Beckett woke with a sharp and total awareness in the pitch black of their bedroom, flat on her back, heart pounding.

Her ribs ached, felt sliced open, and she mindlessly drew a hand over her chest and probed the skin, searching for the wound.

But the feeling faded as she laid there, touching the curve of her ribs where they caged her lungs. A knife or a claw mark, but that impression was fading as well.

A dream.

And a dream, also, the fight she'd had with him and his leaving on a plane for Sydney, Australia for no reason. A dream, also, the sense of being abandoned and out of place, since the reality of things was the man sleeping beside her in the night.

But Kate couldn't move, still locked in the blended time between dreams and wakefulness, and she watched the pattern of lights on the ceiling as the street lamps made designs through the bare branches and cast their shadows above her.

When the thud of her heart matched the scrape of trees against the window, she could finally turn over and lay against him. It was hot in the close confines of the covers, the pocket of air near him as blazing as his skin, but it melted the last vestiges of a dream she didn't want to remember anyway.

She tried to remind herself that Castle was alive, and healthy, that his body had recovered from the pneumonia and his lungs were clear. More than that, he was back to some of his old ways again - striding around coatless in the winter like he owned the world and assumed he could always take up his rightful place in it. Confident and assured, the grace of a majestic animal - and the cunning.

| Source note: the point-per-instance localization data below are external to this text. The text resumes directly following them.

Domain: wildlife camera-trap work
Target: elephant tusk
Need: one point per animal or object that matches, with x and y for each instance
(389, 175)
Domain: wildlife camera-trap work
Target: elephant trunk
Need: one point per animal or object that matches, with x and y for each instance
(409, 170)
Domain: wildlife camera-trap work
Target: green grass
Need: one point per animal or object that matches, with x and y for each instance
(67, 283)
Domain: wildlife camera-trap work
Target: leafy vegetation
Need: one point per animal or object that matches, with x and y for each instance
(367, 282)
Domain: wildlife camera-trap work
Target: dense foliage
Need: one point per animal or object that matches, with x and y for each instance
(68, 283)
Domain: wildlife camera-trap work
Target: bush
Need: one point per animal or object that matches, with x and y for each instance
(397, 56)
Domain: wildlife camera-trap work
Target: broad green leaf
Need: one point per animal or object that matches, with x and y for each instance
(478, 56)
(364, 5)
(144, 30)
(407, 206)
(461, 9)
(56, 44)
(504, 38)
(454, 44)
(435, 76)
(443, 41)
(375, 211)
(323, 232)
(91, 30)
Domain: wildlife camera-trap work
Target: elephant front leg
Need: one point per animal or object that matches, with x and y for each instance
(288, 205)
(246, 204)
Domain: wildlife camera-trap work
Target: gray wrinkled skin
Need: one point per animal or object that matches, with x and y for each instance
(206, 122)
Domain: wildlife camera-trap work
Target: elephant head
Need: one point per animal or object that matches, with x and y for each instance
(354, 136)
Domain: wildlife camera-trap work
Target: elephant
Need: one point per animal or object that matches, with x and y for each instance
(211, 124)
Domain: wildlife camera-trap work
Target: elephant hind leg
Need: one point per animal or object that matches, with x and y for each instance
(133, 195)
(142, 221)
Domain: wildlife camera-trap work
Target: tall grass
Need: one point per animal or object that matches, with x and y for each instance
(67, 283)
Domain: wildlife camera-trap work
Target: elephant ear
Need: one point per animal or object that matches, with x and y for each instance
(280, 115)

But the heart of a poet, a bard, a storyteller. And the story he wanted to tell meant letting go of his old life in every way.

There would be no sit-down conversation with his father about the regimen.

She had to respect that. Because that was the soul of her husband - the determined, unstoppable man who loved her.

She didn't know how exactly - her dreams, though turbulent and strangely vivid, hadn't given her that answer - but she would find some other way.

It looked bleak, but she loved him. That would have to carry her through.